La phrase d’Isaac Babel, placée en introduction par Sandrine Trainer qui a vraiment joué un rôle d’animatrice dans ce débat de la République des idées, a été féconde :
« Le romancier, un soldat parti en reconnaissance »
La brillante Maylis de Kérangal récuse l’image puisqu’elle ne porte pas d’uniforme et ne se prétend pas à l’avant-garde. Son rapport au réel, qu’elle accompagne à tâtons, est empathique, elle préfère l’expression « reporter de guerre ». Emetteur et capteur.
Mauvignier auteur de romans magnifiques et forts, n’est pas du genre non plus à débiter un exposé tout ficelé : l’écriture est au cœur de sa vie et dans son expression on sait bien qu’il n’écrit pas sous tutelle, défrichant, déchiffrant la société. Il rappelle que c’est François Bon qui lui a donné le droit d’écrire, lui qui habitait rue Victor Hugo le monumental et ne se voyait pas aussi considérable, bien que son banquier aujourd’hui ait plutôt tendance à mépriser la profession d’écrivain.
Les romanciers sont à la recherche d’angles morts et ne veulent pas instrumentaliser leurs personnages, ni le lecteur. Le rythme, la pulsation, le phrasé sont essentiels dans leurs productions.
Pour qu’une œuvre d’art touche quelque chose de la vie irrésolue, il faut opacifier.
La littérature n’a jamais perdu le monde, et nous sommes entrés dans un autre temps que l’égolittérature.
Aurélien Masson éditeur de série noire vise à une possibilité littéraire de voir moins sombre, sans avoir la prétention de réparer le monde. Il aime jongler avec les mots, "faire jouer les lattes d’un plancher", cherchant des lignes de fuite.
Un air rock passe avec lui dans le meilleur des débats, pour moi, auquel j’ai assisté ce weekend.
« Un roman ça se passe dans une usine ou dans un slip »
L’écrivain a une curiosité décalée, il n’est l’obligé de personne.
L’art a beau être inutile, un luxe, la littérature se difracte, est plastique, polymorphe, elle restaure une présence au monde.

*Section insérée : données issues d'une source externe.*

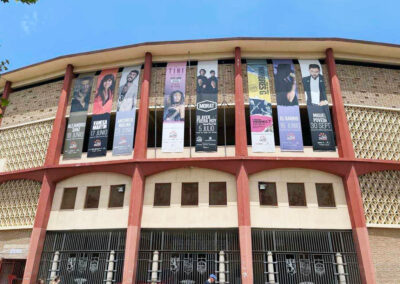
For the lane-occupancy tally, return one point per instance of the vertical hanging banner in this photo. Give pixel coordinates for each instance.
(126, 111)
(261, 122)
(174, 108)
(77, 119)
(317, 106)
(289, 122)
(101, 113)
(206, 106)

Puisque même un Zola a pu être rabattu vers la sociologie alors qu’il « envoie » le bougre, la forme ne se dissocie pas du fond.
Tout est roman ; mais il ne suffit pas d’avoir une idée, il faut savoir la raconter pour que le lecteur soit touché, modifié, perturbé, mis à l’épreuve.
La documentation n’a pas tué l’imaginaire.
A l’heure où les idéologies sont décrépies, le divertissement est un danger mais le quotidien du petit homme, le rapport à la métropole, la nostalgie alimenteront toujours les livres qui s’inquiètent.
Kafka peut être convoqué pour être l’écrivain du réel.